Campanha PSB-Rede não terá ataques aos outros candidatos

"Vamos fazer uma campanha de limpeza da campanha. Acabamos de assumir um compromisso que nossa campanha vai se orientar pelo programa. Vamos fazer debate e nao embate. Não vamos ficar fazendo ataques pessoais, tentando desgastar com calúnias, mentiras e difamações os nossos adversários nas redes sociais.
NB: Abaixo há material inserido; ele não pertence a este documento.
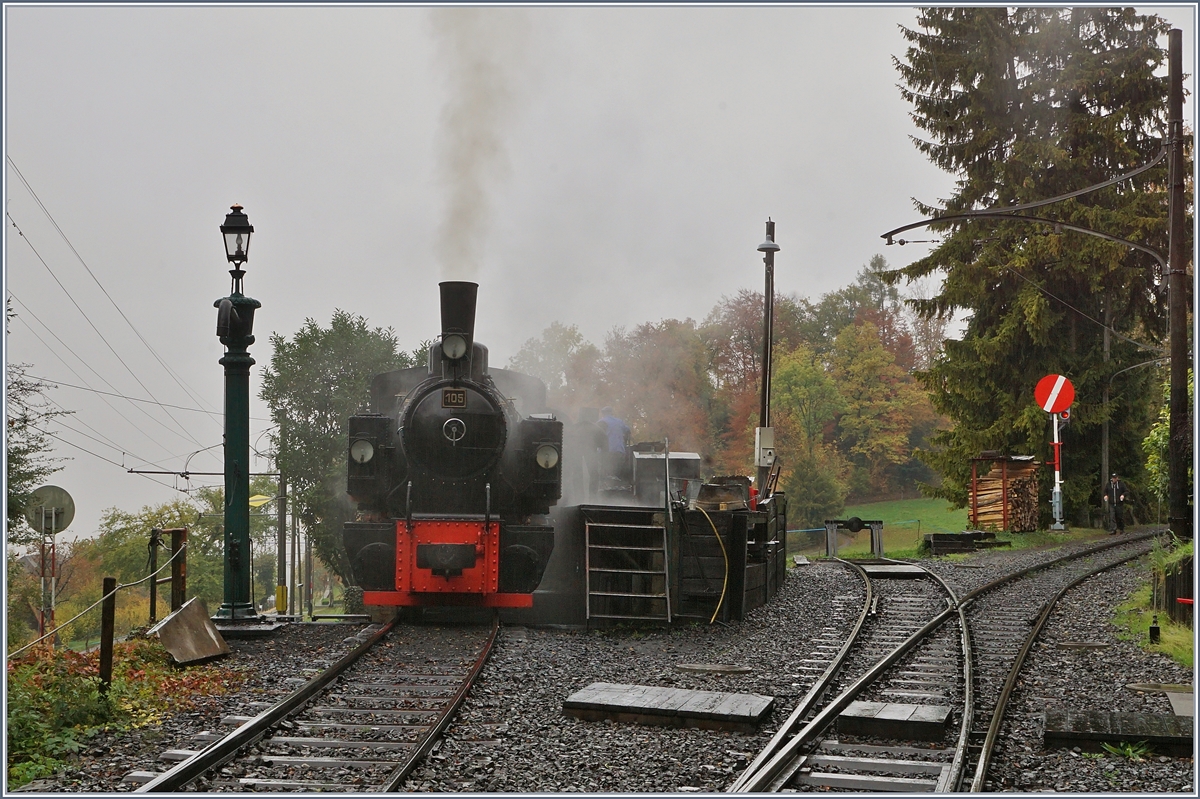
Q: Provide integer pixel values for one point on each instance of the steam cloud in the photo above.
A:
(483, 52)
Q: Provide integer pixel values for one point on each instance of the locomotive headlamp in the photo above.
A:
(237, 232)
(361, 450)
(547, 456)
(454, 347)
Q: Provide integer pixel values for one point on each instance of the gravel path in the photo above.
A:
(532, 671)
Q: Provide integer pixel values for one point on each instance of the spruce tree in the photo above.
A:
(1024, 104)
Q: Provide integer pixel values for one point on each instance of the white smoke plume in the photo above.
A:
(483, 53)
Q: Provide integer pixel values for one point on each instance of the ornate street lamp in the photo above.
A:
(235, 325)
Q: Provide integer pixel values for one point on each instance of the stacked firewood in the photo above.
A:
(1023, 499)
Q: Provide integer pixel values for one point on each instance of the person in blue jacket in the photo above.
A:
(618, 436)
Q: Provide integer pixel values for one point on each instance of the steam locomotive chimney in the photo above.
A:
(459, 308)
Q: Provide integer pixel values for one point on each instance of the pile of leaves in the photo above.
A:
(55, 701)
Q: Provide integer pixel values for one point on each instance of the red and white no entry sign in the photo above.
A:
(1054, 394)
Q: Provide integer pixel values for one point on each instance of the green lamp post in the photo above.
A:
(235, 325)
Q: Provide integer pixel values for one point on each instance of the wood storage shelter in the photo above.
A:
(1006, 498)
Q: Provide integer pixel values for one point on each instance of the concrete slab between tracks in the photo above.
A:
(651, 704)
(1090, 730)
(893, 571)
(894, 720)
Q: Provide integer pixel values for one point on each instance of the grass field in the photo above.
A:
(905, 524)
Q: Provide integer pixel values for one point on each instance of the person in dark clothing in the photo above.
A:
(1114, 497)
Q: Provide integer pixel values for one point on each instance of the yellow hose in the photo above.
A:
(726, 581)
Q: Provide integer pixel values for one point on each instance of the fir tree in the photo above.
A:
(1024, 104)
Você [internauta], toda vez que identificar quem faz esse tipo de prática, deve ajudar a denunciar. Essa ferramenta é muito preciosa da nsosa democracia apra gente fazer o debate e participar da política de forma criativa, produtiva, livre."

(Marina Silva)

O atual jeito de fazer política prejudica o Brasil

"Acho que a política do Brasil de fato entrou em processo de estagnação, que está prejudicando muito a sociedade brasileira. Boa parte dos problemas que nós vivemos é em função do atraso na política. Não é por falta de recursos, dos meios tecnológicos… Não é por falta de pessoas. É por falta de visão política, de programa, de uma nova postura."

(Marina Silva)

Para crescer, é necessário desenvolvimento sustentável

"Estamos num debate sobre uma crise de valores: qual modelo de crescimento e desenvolvimento que a humanidade quer? Um modelo em que a qualidade de vida é deixada pra lá? Um modelo de só ter as coisas ou um modelo que busca qualidade mais sustentação, que é da onde vem sustentabilidade naquilo que está sendo feito? É impossível sustentar um padrão de acumulação de capital sobretudo na produção no mundo rural com a quantitade de veneno que as pessoas ficam jogando na natureza. Isso tem tudo a ver com: custo da saúde; novas doenças; e resistência dos antibióticos de ponta… Precisamos construir um novo modelo com geração de energia renovável, um novo padrão de crescimento das cidades e outra visão sobre agricultura, que tem na agricultura orgânica algo que deve ser fortemente apoiado."